It might be hard to believe, but there's no law banning electronic cigarettes on commercial flights. It's something a member of New Jersey's congressional delegation is hoping to change.

Plane (Photo credit: Elena Elisseeva, ThinkStock)

U.S. Rep. Frank Pallone said he has successfully lobbied to ban e-cigarettes in all places where tobacco smoking is prohibited in national parks, and he will now turn his attention to outlawing them on airplanes too.

“Most people think e-cigarettes are already banned on flights because most of the airlines do in fact ban them of their own accord, but it’s not required by federal law that they be banned,” said Pallone. “I think that e-cigarettes should be treated like regular cigarettes for all purposes.”

In early 2011, the U.S Dept. of Transportation said e-cigarettes were banned on flights, but there is no statute to back that up.

“I’ve asked the Dept. of Transportation to ban e-cigarettes on planes in the same way that they ban regular cigarettes. Various agencies say they’re looking into banning e-cigarettes on airplanes, but they haven’t officially taken a position yet and I’m trying to get them to take a position and take it in favor of treating the e-cigarettes the same way as regular cigarettes," Pallone said.

Researchers from the Centers for Disease Control (CDC) and Georgia State University found that from 2010 to 2013, the use of e-cigarettes more than doubled among U.S. adults. Nearly 1 in 10, or 20.4 million people had ever tried the products at least once.

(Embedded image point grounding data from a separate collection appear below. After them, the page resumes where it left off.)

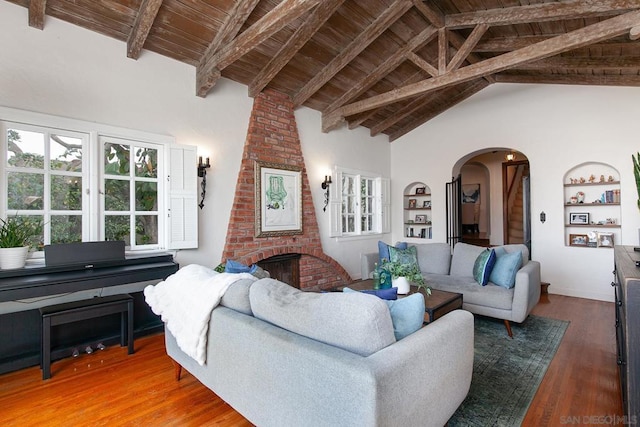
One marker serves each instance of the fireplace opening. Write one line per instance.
(285, 268)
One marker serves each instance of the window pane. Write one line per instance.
(146, 229)
(147, 162)
(351, 226)
(66, 193)
(66, 228)
(116, 196)
(116, 159)
(146, 196)
(36, 242)
(25, 149)
(66, 153)
(116, 227)
(25, 191)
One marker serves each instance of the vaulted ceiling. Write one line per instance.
(388, 65)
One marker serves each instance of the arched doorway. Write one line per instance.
(493, 205)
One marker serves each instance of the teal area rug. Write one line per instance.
(507, 372)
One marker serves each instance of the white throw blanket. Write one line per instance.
(185, 301)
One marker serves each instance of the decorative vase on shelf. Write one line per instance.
(12, 258)
(402, 284)
(384, 279)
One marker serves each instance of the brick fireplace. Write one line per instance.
(273, 137)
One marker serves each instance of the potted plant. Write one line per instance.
(16, 234)
(409, 272)
(636, 173)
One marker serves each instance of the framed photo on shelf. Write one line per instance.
(581, 218)
(605, 240)
(578, 239)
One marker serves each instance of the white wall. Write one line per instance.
(557, 127)
(67, 71)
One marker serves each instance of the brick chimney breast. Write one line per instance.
(273, 137)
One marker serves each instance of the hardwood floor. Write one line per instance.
(111, 388)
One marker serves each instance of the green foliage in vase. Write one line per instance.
(636, 173)
(18, 231)
(410, 271)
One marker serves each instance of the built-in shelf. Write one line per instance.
(417, 207)
(592, 206)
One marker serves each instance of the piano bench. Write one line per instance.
(75, 311)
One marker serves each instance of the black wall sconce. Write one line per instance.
(202, 173)
(325, 186)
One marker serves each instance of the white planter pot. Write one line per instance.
(402, 284)
(11, 258)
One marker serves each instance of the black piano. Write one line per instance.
(68, 270)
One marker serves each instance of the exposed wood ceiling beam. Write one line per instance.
(361, 118)
(360, 43)
(141, 27)
(302, 35)
(428, 68)
(539, 12)
(573, 79)
(448, 103)
(207, 73)
(507, 44)
(238, 15)
(575, 63)
(458, 41)
(443, 50)
(587, 35)
(383, 69)
(36, 13)
(434, 16)
(467, 47)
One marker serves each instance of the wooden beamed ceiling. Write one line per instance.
(388, 65)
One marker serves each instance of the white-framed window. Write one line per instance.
(359, 204)
(91, 182)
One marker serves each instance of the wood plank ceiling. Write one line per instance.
(388, 65)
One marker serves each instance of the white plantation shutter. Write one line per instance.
(182, 196)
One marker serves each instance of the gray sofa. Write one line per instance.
(454, 273)
(332, 361)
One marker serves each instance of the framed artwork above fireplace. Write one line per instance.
(278, 199)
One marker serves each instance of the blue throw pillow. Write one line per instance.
(383, 250)
(505, 269)
(483, 266)
(407, 314)
(232, 266)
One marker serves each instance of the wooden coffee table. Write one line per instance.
(436, 305)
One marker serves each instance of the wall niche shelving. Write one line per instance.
(592, 206)
(417, 211)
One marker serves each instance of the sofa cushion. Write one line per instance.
(464, 258)
(489, 296)
(383, 250)
(386, 294)
(506, 267)
(483, 266)
(355, 322)
(408, 256)
(237, 296)
(434, 257)
(407, 314)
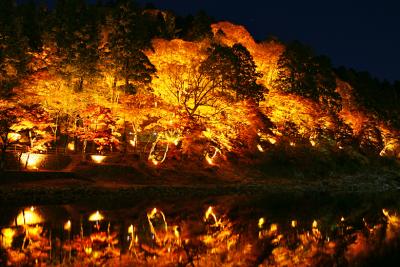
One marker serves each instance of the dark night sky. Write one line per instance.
(364, 35)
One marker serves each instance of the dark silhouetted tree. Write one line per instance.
(302, 73)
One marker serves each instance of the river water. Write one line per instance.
(311, 230)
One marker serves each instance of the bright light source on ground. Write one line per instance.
(29, 216)
(95, 217)
(98, 158)
(32, 161)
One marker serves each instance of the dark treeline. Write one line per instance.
(75, 30)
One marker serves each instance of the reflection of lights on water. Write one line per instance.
(154, 218)
(7, 237)
(32, 161)
(98, 158)
(95, 217)
(28, 217)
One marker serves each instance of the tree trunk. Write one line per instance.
(3, 157)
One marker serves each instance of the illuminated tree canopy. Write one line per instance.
(120, 77)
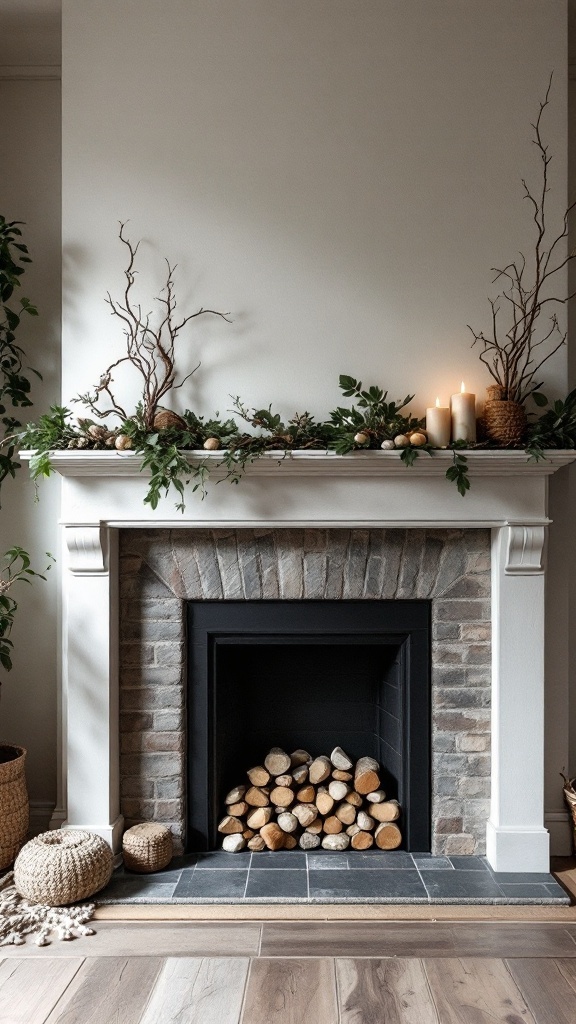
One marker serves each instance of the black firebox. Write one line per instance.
(312, 675)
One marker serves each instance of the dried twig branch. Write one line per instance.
(150, 349)
(509, 352)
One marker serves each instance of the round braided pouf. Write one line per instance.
(147, 847)
(60, 867)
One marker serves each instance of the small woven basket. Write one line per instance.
(504, 421)
(13, 803)
(147, 847)
(65, 866)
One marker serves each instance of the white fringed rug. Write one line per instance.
(18, 916)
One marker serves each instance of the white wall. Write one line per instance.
(30, 190)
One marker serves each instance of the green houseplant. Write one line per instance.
(14, 393)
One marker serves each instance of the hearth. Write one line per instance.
(313, 675)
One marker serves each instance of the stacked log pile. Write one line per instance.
(294, 800)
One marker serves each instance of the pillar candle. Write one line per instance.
(438, 425)
(463, 416)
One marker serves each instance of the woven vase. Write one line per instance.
(504, 421)
(13, 803)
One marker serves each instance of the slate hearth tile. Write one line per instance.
(368, 886)
(460, 885)
(212, 885)
(132, 890)
(289, 859)
(469, 863)
(426, 862)
(535, 891)
(381, 860)
(277, 885)
(219, 860)
(328, 861)
(516, 878)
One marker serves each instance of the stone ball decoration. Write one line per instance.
(63, 866)
(147, 847)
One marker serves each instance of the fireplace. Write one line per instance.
(314, 492)
(313, 675)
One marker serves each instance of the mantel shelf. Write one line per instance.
(357, 464)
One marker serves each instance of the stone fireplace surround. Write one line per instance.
(161, 569)
(364, 494)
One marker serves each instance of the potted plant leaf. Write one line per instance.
(14, 393)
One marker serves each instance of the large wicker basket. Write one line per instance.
(60, 867)
(13, 803)
(504, 421)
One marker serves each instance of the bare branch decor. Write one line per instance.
(519, 343)
(150, 346)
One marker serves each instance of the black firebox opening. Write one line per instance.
(311, 674)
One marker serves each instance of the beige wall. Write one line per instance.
(340, 175)
(31, 192)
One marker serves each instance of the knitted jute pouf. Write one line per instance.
(60, 867)
(147, 847)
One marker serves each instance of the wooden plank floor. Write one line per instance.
(295, 973)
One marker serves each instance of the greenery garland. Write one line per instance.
(371, 423)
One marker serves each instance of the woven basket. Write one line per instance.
(13, 803)
(60, 867)
(504, 421)
(147, 847)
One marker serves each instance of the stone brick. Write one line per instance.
(446, 785)
(136, 653)
(168, 653)
(471, 696)
(135, 721)
(152, 630)
(478, 654)
(444, 742)
(159, 697)
(446, 631)
(448, 825)
(471, 632)
(168, 788)
(469, 742)
(474, 787)
(137, 787)
(169, 721)
(169, 809)
(462, 611)
(163, 741)
(469, 720)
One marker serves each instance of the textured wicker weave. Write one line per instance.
(147, 847)
(504, 421)
(13, 803)
(60, 867)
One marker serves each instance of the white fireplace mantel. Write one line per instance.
(103, 492)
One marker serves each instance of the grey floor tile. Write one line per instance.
(516, 878)
(382, 860)
(460, 885)
(391, 886)
(291, 859)
(469, 863)
(213, 885)
(535, 891)
(328, 861)
(429, 863)
(282, 884)
(218, 860)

The surge of use is particularly troubling among young people.

According to the CDC, among middle school students, e-cigarette use more than tripled from 1.1 percent in 2013 to 3.9 percent in 2014. That was an increase from about 120,000 to 450,000 students and it marked the first time since the survey started collecting data on e-cigarettes in 2011 that current e-cigarette use has surpassed the current use of every other tobacco product overall, including conventional cigarettes.

"The problem is that a lot of people, particularly young people because they’re not regulated think they’re less harmful than regular cigarettes and that’s simply not true,” Pallone said.

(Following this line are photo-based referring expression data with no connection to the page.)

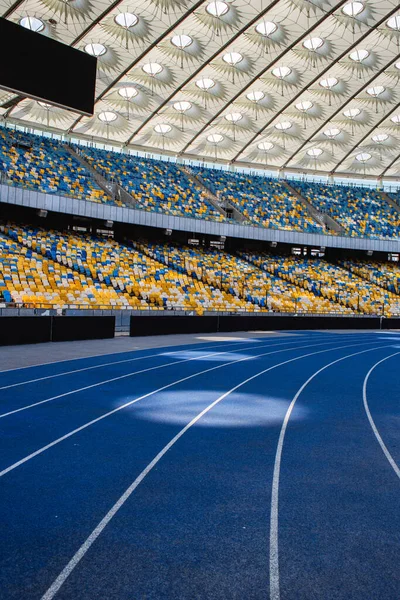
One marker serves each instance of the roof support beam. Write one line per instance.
(321, 74)
(341, 107)
(143, 54)
(261, 73)
(390, 165)
(386, 116)
(11, 9)
(197, 71)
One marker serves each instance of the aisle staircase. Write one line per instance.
(223, 206)
(112, 188)
(390, 200)
(321, 218)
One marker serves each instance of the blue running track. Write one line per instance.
(259, 469)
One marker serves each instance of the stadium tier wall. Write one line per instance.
(33, 330)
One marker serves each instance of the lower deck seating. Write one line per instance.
(258, 289)
(383, 274)
(49, 268)
(127, 277)
(332, 282)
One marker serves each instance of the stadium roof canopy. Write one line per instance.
(283, 84)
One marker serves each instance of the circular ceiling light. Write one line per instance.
(332, 133)
(181, 41)
(266, 28)
(265, 146)
(95, 49)
(205, 83)
(126, 20)
(152, 69)
(351, 113)
(315, 152)
(234, 117)
(215, 138)
(281, 72)
(255, 96)
(394, 23)
(182, 106)
(376, 90)
(217, 9)
(283, 126)
(107, 116)
(162, 128)
(32, 23)
(329, 83)
(359, 55)
(313, 44)
(380, 137)
(232, 58)
(304, 106)
(352, 9)
(363, 157)
(128, 92)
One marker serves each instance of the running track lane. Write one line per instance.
(62, 475)
(66, 417)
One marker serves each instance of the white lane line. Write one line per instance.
(123, 406)
(274, 546)
(382, 444)
(59, 581)
(184, 347)
(136, 349)
(131, 374)
(117, 362)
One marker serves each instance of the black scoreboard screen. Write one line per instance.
(39, 67)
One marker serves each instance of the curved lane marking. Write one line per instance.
(66, 572)
(274, 524)
(374, 428)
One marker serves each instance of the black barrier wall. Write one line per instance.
(159, 325)
(33, 330)
(82, 328)
(172, 324)
(24, 330)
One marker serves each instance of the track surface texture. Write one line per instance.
(260, 468)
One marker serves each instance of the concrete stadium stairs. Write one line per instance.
(319, 217)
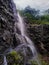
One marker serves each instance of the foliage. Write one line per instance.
(14, 58)
(31, 15)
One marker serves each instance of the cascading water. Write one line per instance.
(5, 61)
(29, 43)
(24, 39)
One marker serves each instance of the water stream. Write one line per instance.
(26, 41)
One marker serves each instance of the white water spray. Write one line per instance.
(29, 43)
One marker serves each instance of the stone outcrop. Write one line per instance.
(40, 35)
(6, 24)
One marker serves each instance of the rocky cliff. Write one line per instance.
(40, 35)
(6, 24)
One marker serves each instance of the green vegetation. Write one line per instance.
(15, 58)
(31, 15)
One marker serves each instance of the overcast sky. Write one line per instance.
(38, 4)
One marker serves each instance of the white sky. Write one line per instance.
(38, 4)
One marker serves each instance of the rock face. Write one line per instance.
(40, 35)
(6, 24)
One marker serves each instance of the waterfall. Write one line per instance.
(26, 41)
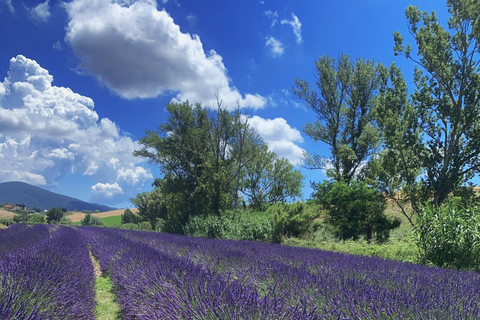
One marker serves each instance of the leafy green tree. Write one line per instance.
(355, 210)
(90, 220)
(271, 180)
(54, 215)
(151, 207)
(343, 106)
(36, 218)
(129, 217)
(447, 94)
(397, 167)
(449, 236)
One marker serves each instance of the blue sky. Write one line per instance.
(81, 80)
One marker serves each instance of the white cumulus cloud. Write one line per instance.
(138, 51)
(296, 26)
(106, 189)
(48, 132)
(275, 46)
(41, 12)
(280, 137)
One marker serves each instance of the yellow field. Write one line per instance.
(78, 216)
(4, 214)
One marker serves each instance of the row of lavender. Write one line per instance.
(161, 276)
(45, 273)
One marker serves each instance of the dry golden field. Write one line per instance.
(4, 214)
(78, 216)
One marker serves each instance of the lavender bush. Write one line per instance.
(162, 276)
(43, 277)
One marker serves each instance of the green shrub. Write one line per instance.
(36, 218)
(7, 222)
(355, 210)
(65, 221)
(129, 217)
(449, 236)
(55, 215)
(234, 225)
(293, 220)
(19, 218)
(90, 220)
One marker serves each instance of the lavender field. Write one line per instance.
(46, 273)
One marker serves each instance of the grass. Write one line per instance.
(110, 221)
(400, 246)
(107, 307)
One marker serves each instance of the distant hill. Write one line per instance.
(31, 196)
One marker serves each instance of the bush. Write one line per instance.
(355, 210)
(292, 220)
(36, 218)
(234, 225)
(129, 217)
(20, 218)
(7, 222)
(65, 221)
(449, 236)
(54, 215)
(90, 220)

On its website, the U.S. Food and Drug Administration (FDA) reported that the agency regularly receives voluntary reports of adverse events involving e-cigarettes from consumers, health professionals and concerned members of the public. Whether e-cigarettes caused them is unknown, but the adverse events described have included hospitalization for illnesses such as:

  • Pneumonia;
  • Congestive heart failure;
  • Disorientation;
  • Seizure;
  • Hypotension;
  • Other health problems.

Smoking traditional cigarettes has been banned on all U.S. airlines for the last 25 years. And while there's not an official federal ban on e-cigarettes, most airlines don't allow passengers to vape while abroad an airline.